Slurm

COSMA has a set of integrated batch queues that are managed by Slurm Workload Manager job scheduler. Jobs are ran by the scheduler after submission to the appropriate queue. Which queue to submit your jobs to depends on the projects you are working on, if in doubt about this ask your project lead, supervisor, co-workers or email cosma-support@durham.ac.uk. For a more indepth discussion of job priorities and how Slurm is configured, please see here

Common commands:

sbatch my_scriptc.sh: submits my_scripts.sh to the queue. Job configuration can be done by command-line flags
scancel 12345678: cancels job number 12345678
squeue -u $USER: displays currently running jobs submitted by $USER
squeue -p $QUEUE: displays jobs currently running in $QUEUE
sinfo -s: displays summary of queues
srun: start a terminal on a single node
salloc: starts a new environment which can be used to launch mpi jobs
showq [-q cosma7] [-f] [-h]: displays additional information about queues
sshare: show the share/priorities of the queue
slurmnodeprop: summarise the properties of nodes or queues (use -h for more details)
sreport: report on usage
sprio: Show priority calculations

Example submission script examples can be found in the /cosma/home/sample-user directory.

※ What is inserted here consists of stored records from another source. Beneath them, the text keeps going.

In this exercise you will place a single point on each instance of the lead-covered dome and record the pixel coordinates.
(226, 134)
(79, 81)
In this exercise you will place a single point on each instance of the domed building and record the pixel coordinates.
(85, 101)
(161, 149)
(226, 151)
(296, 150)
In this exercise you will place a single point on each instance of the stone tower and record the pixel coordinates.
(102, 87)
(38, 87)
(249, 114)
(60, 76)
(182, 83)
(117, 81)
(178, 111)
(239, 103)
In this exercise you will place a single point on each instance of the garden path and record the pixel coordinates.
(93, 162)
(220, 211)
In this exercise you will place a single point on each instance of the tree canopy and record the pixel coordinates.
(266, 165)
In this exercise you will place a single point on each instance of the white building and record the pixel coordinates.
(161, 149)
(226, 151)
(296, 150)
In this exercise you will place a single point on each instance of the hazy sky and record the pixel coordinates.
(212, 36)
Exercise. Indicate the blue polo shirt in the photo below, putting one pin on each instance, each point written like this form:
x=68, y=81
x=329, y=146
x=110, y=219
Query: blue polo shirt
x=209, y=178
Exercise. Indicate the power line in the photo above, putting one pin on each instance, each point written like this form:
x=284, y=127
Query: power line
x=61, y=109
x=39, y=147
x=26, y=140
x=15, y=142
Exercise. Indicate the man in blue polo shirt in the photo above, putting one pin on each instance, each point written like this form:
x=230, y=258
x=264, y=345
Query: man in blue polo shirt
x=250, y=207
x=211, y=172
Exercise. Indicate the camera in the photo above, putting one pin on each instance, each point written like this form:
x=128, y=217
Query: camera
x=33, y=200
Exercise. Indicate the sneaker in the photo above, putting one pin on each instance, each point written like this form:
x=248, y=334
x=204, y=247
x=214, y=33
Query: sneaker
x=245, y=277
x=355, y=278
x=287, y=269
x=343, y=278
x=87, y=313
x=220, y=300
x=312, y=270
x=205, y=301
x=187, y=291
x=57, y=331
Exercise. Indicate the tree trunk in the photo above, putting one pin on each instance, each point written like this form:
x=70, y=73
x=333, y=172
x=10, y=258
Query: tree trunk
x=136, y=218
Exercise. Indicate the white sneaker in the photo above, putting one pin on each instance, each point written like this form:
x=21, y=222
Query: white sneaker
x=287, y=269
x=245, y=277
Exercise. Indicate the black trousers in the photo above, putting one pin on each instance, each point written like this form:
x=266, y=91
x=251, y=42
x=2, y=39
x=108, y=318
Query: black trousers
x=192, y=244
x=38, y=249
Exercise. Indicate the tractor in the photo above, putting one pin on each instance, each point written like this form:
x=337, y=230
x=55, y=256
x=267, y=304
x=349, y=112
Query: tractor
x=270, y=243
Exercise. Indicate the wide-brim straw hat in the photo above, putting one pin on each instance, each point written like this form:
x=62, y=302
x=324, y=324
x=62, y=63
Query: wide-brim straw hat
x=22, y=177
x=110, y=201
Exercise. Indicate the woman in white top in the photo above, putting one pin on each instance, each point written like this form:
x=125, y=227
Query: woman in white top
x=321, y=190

X11 forwarding for debugging

If is possible to forward a display for debugging and profiling purposes (e.g. to use a graphical profiler). For example:

srun -p cosma7 -A dp004 -t 0:02:00 --x11 --pty /bin/bash

Once you get a prompt on the node you run standard X11 applications.

Direct compute node access

For direct compute access, you can use srun, e.g.:

srun -p cosma7 -A dpXXX -n 1 -t 1:00:00 --pty /bin/bash

Performance co-pilot will also allow you to analyse running jobs.

Should you need direct ssh access to a node running your jobs, this may be possible - please contact cosma-support.

Reservations

It is possible to request a SLURM reservation for jobs that will require around 40% or more of the cluster simultaneously. A reservation sets aside the requested number of nodes for a set period of time for exclusive use, allowing large jobs to restart efficiently, without having to join the back of a queue and wait for a large number of nodes to drain. This improves cluster efficiency.

A reservation request needs to be authorised by the Service Management Board, and 1 month notice should be given if possible. The request should detail how many nodes are required (we will add a few more in case of node failures), for how long, a brief description of the science, and why the reservation is required.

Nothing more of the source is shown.